Aba continued: “So what’s the plan? Before we get the horses, we have to drag the wagon around the whole village to the little bridge near the low-lying path, and I am afraid . . . and I’m hungry . . . isn’t there anything to chew on?”
They gave Aba bread and took a look at the bridge. The young man in the short jacket and boots started off, and then together they pulled the wagon towards it, the young man and the chewing Aba in the harness, while the distracted one in the student’s cap pushed from behind. In the moonlight, Aba led the horses out of the stable and harnessed them, and the man in the student’s cap kept urging him to go faster.
“So maybe they’re expecting you?”
Aba asked.
“And if so?”
“I heard it said that we are waiting in Kislok for a communiqué and for money.”
And the strangers exchanged glances.
“Is there someone called Popov with you?”
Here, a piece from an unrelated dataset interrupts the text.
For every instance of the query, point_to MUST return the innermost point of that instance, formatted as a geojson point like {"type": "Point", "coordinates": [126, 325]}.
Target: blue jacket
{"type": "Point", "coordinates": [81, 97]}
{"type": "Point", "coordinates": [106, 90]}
“There is: he’s a military commissar—a Jew, they say.”
“And is Botshko there?”
“That’s it then, ah?”
“Move it, it’s right, it’s right.”
All three of them threw themselves into the wagon and they left the village by a sandy road that led up a high hill. Now the two strangers called each other by name: the one in the black greatcoat was called Petruk. The other one was called Zalkind. After climbing the hill, they avoided the main highway and traveled by a narrow side road, which petered out in the wide tracts of land, as if on a steppe. There the horses started to stumble, and both strangers hunched over and became silent. Aba sat hatless in the wagon, his feet tucked under him, like the driver he was, and drove ahead lazily. He kept thinking of the village receding behind him, and Zekharye the wheelwright’s little half-gentile, half-Jewish house, which stood there facing the school:
“I should have at least gone over to Zekharye the wheelwright’s, at least to have a look . . .”
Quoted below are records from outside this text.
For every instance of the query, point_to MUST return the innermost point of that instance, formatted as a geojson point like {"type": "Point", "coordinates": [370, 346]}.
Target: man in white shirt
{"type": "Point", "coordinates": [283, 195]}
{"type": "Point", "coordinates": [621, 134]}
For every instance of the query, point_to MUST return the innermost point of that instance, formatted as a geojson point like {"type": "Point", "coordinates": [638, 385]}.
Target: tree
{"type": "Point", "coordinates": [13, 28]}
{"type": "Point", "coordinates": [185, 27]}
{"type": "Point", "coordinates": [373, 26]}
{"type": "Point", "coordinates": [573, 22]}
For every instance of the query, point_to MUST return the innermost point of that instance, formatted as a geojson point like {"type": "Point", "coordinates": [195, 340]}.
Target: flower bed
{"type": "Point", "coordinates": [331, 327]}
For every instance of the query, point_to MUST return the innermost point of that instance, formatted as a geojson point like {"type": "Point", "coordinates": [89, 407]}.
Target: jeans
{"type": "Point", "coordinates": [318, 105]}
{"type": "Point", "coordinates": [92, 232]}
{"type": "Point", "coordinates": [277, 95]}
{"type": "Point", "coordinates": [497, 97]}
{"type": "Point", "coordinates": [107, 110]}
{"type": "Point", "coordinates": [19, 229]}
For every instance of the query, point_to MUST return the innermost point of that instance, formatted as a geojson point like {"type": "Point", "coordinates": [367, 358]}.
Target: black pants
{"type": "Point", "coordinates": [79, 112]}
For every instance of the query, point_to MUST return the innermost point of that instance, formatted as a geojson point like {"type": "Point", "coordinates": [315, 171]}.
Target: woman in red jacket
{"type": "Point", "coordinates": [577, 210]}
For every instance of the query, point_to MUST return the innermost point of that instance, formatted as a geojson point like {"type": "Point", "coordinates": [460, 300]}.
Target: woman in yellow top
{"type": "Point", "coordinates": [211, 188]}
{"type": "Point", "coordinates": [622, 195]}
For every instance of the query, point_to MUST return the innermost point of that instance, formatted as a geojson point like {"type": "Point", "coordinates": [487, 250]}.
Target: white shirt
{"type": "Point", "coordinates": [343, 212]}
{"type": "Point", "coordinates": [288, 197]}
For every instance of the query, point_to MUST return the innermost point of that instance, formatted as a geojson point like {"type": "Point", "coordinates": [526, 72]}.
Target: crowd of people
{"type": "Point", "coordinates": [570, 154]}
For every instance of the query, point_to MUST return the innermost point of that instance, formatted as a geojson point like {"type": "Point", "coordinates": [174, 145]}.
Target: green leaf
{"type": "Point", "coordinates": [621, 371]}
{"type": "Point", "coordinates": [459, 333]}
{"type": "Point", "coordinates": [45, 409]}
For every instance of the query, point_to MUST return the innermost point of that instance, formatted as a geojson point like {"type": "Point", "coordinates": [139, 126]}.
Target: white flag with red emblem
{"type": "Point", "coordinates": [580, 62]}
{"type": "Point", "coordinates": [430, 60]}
He regretted what had happened to Zekharye the wheelwright, the way you regret the fate of a tight-lipped Jew, an old guy like that, who never said a soft word, but you knew, of course, that he was loyal, and you could count on him. And he also felt a quiet, nocturnal sorrow about the molasses maker in the tin-roofed house outside the village. He kept glancing over at the small forest as they approached it. High above, the moon was shining more brightly than before. Below, among the trees, it seemed to him that there was something very red and lively over there, like a tremulous little fire, but a cold one, like frost that became invigorated late at night; like the cold light that poured down from above, from the moon. The closer one came to it, the further away the little fire moved. It shifted away and fled into the forest. Aba gazed at it for such a long time that he nearly fell asleep. They were already very close to the forest. And suddenly, Aba swayed in his seat, and with an anxious shudder, dully opened his eyes wide. His other senses were still deeply asleep, but his eyes remained open and what they saw was like in a dream. At the entrance to the woods, in an empty area where the trees had been chopped down, among stumps that were withering beneath the moon, a shadow moved from one spot to the next, and a figure in a skirt, strangely light and floating, ran off barefoot with a child in its arms, floated out from among the trees on one side, and immediately disappeared among the trees on the opposite side.